Troubling Events

On July 12, 2006, a Hizballah militia ambushed a small Israeli force across the Israeli-Lebanese border, killing three and kidnapping two wounded soldiers. Five more Israeli soldiers were killed when their unit entered Lebanon to rescue their comrades. The following morning, Hizballah fired a rocket from Lebanon into the Israeli resort town of Nahariya, killing one and injuring ten. From July 13 to August 13, Israeli police reported more than 4000 impact sites within Israel from rockets launched by Hizballah forces in Lebanon. More than 2000 civilians were wounded and 53 were killed; the barrage caused extensive damage to hundreds of homes, public utilities, and industrial plants. Nearly a million Israelis were forced to live in or near secure shelters, while a quarter of a million people from northern Israel were evacuated and relocated to other areas of the country. Economic activity in northern Israel was halted for at least a month.
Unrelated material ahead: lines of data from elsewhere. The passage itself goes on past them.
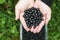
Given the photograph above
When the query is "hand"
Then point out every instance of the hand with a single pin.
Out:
(46, 11)
(19, 10)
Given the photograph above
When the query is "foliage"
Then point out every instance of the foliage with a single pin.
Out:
(9, 28)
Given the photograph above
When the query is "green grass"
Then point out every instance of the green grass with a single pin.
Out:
(9, 28)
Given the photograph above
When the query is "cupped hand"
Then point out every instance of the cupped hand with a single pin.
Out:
(46, 11)
(19, 11)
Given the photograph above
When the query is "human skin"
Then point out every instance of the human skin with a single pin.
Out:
(19, 11)
(25, 4)
(46, 11)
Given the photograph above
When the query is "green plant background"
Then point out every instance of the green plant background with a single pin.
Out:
(9, 28)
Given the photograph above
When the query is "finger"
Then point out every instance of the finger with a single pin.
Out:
(41, 25)
(35, 30)
(35, 5)
(17, 10)
(32, 29)
(23, 22)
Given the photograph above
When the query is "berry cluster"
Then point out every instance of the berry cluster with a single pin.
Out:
(33, 17)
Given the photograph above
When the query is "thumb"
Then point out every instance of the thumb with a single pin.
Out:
(17, 13)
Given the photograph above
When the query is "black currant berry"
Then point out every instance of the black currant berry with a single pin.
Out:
(33, 16)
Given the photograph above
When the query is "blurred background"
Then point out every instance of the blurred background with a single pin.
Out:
(9, 28)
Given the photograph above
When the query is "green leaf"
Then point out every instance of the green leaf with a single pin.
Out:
(2, 1)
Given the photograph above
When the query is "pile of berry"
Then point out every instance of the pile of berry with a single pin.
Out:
(33, 17)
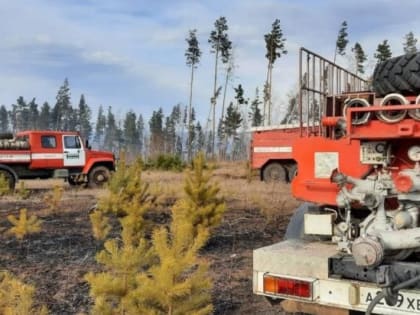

In March 1996, the Chinese government announced its intention to conduct ballistic missile tests 20 miles off of the Taiwanese northeastern coast and 30 miles off the Taiwanese southwestern coast. The exercise interfered with access to the island's principal port of Kao-Hsiung, to Taipei's international airport, and to rich fishing areas. The Chinese action was, in effect, a partial and temporary blockade on Taiwan. The Chinese admitted later to attempting to influence the presidential elections in the small nation and to affect its foreign policy with the United States.

These are just two examples of many world events underscoring the seriousness of ballistic missile threats. The concern that ballistic missiles and weapons of mass destruction are proliferating has heightened the sense of urgency for the United States to develop a comprehensive ballistic missile defense system capable of defending the homeland, its deployed troops, and friends against weapons of mass destruction and ballistic platforms that deliver them.